Mittwoch, 11. Oktober 2017

782 Eine einzelne Krähe fliegt an mir vorbei

Ein Experiment. Schon lange habe ich mir das vorgenommen. Ich habe heute nicht nach dem Aufwachen mein Notizbuch genommen und nicht geschrieben und das Ganze dann in den Computer getippt, nicht meine Übungen gemacht und nicht erst gegen Mittag gefrühstückt und so weiter, nein, ich bin nach dem Aufwachen aufgestanden, habe die Vierziggrädige in die Waschmaschine gestopft und dann gleich etwas gegessen. Darauf bin ich losgezogen und zu Fuß in die Innenstadt marschiert.

Das hat einen eigenen, optimistischen Flair, so früh durch die Stadt zu gehen; noch dazu, wo es ein so ein sonniger Tag ist. Die Straßenränder sind noch naß von der Straßenreinigung, die tiefstehende Sonne scheint mir blendend ins Gesicht, die Hausfassaden mit ihren Strukturen und Reliefs stehen klar, deutlich und schön da im frischen Morgenlicht. Alles, was man sieht, alles, was man hört – die Autos, die Meise mit ihrem Zizibe, die aufgeschnappten Gesprächsfetzen – sie alle deuten auf Neubeginn, auf eine Haltung also, die aus einem „So! Jetzt fangen wir es an!“ kommt, aus der Bereitschaft, sich der Welt zu stellen. Eine Atmosphäre, die einem Schwung verleiht und ein richtiges Stadtgefühl.
Vor der Buchhandlung, die mein Ziel war, stelle ich mit Erstaunen fest – sie ist noch geschlossen.

Ich erhoffte mir von diesem Experiment neue Impulse für meine Schreiberei. Die bleiben jedoch aus. Im Kaffeehaus, in dem ich nun sitze und zwei Tageszeitungen lesend durchgeblättert habe, überfällt mich große Müdigkeit und Lähmung. Wie ich mir vorgenommen habe schaue ich auf die Gäste im Kaffeehaus und auf die Leute, die am Fenster vorbeigehen. So toll ist das jedoch auch wieder nicht, was da auf einen einströmt. Ich erlebe daraus keine Anregungen. Früher hat das doch funktioniert! Ich erinnere mich doch vage an einen ganzen Haufen Kaffeehaustexte!

Ich werde unleidlich, betrachte die Menschen schon feindselig, mit einem Hang zu gedanklichen Übergriffen – „die Alte da drüben ist doch …“ „der alte, geschwätzige Trottel dort ...“ „der hochnäsige Schnösel da ...“ „die vollbusige junge Frau mit dem Baby ...“. Wahrscheinlich ginge der Text glaubwürdiger weiter, wenn ich ehrlicher wäre und meine aufkommenden Phantasien beschreiben würde.
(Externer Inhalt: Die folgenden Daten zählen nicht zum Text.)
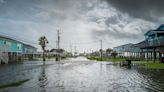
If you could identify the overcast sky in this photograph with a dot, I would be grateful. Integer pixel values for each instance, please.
(83, 23)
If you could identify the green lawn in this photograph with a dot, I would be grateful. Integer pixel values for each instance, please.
(14, 84)
(150, 64)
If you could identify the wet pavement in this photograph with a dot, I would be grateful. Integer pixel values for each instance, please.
(80, 75)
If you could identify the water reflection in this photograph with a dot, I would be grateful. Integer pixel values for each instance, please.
(43, 80)
(83, 76)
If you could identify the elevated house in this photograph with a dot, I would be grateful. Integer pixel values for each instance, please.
(12, 50)
(153, 46)
(127, 50)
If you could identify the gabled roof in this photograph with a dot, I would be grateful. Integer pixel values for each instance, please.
(160, 29)
(141, 44)
(129, 44)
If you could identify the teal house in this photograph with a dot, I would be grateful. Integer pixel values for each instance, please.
(152, 48)
(12, 50)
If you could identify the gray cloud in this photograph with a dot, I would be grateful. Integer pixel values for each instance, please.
(151, 10)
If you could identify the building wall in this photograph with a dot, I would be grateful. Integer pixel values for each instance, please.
(13, 45)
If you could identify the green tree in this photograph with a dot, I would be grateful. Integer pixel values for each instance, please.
(43, 42)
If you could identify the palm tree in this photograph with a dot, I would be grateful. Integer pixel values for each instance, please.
(108, 51)
(43, 42)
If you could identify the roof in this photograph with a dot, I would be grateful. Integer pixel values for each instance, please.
(14, 39)
(160, 29)
(129, 44)
(141, 44)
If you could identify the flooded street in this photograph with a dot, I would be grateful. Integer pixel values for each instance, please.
(80, 75)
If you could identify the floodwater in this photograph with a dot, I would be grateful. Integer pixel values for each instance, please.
(80, 75)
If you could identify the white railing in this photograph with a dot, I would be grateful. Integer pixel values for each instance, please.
(4, 58)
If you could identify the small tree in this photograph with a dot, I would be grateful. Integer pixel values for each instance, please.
(43, 42)
(114, 54)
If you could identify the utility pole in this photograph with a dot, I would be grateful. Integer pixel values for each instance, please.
(58, 45)
(101, 49)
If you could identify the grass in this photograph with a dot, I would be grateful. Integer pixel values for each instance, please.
(150, 64)
(14, 84)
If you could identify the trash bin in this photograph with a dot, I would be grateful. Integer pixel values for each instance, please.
(162, 60)
(129, 62)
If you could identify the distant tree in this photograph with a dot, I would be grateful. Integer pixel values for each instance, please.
(108, 51)
(114, 54)
(43, 43)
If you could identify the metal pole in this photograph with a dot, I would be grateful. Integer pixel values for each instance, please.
(101, 49)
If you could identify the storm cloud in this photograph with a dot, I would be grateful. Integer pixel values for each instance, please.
(80, 21)
(152, 10)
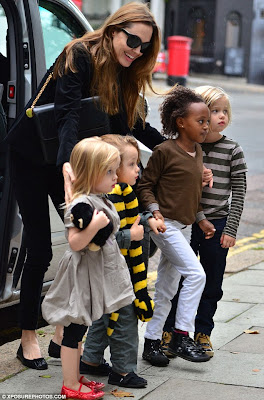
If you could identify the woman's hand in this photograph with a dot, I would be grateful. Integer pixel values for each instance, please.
(136, 230)
(157, 225)
(227, 241)
(207, 227)
(69, 178)
(157, 215)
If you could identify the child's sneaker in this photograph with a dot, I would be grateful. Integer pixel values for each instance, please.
(204, 341)
(183, 346)
(165, 341)
(154, 354)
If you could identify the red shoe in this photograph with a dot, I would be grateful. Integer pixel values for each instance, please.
(77, 394)
(92, 384)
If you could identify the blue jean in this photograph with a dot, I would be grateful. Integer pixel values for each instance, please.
(213, 260)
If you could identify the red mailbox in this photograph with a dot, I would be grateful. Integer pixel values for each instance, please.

Aber mein Grant verstopft mich.

Zwei Arbeiter, die an einem Geschäftsportal eine Reparatur durchführen, erscheinen mir - so aus der Distanz, durch die Glasscheibe hindurch auf der anderen Straßenseite – am normalsten.
Nichts wie raus hier.

Jetzt sitze ich im Stadtpark – lange mußte ich nachdenken, um den Namen zu finden, ich wußte, daß das auch der Name eines Parks in Graz ist, aber zuerst ist mir der Augarten eingefallen und – das war mir klar – der ist es nicht. Nach einigen Minuten ist der Name endlich aufgetaucht: Stadtpark. Mein Blick geht auf den Wienfluß, die Sonne habe ich im Rücken, die Welt vor mir erhellt im Sonnenlicht, wie auch die linke Seite meines Notizbuches. Ich blicke auf die von so schön rot gewordenen Kletterpflanzen fast gänzlich bedeckten Ufermauern und den linksländigen Teil des baumdichten Parks, beuge mich vor, um im Wasser die Enten und Möven zu sehen und höre einen Saxophonspieler, den ich nicht sehe. Jetzt ist noch Zeit, zu entscheiden, ob mir das, was der spielt, gefallen will, oder auf die Nerven geht.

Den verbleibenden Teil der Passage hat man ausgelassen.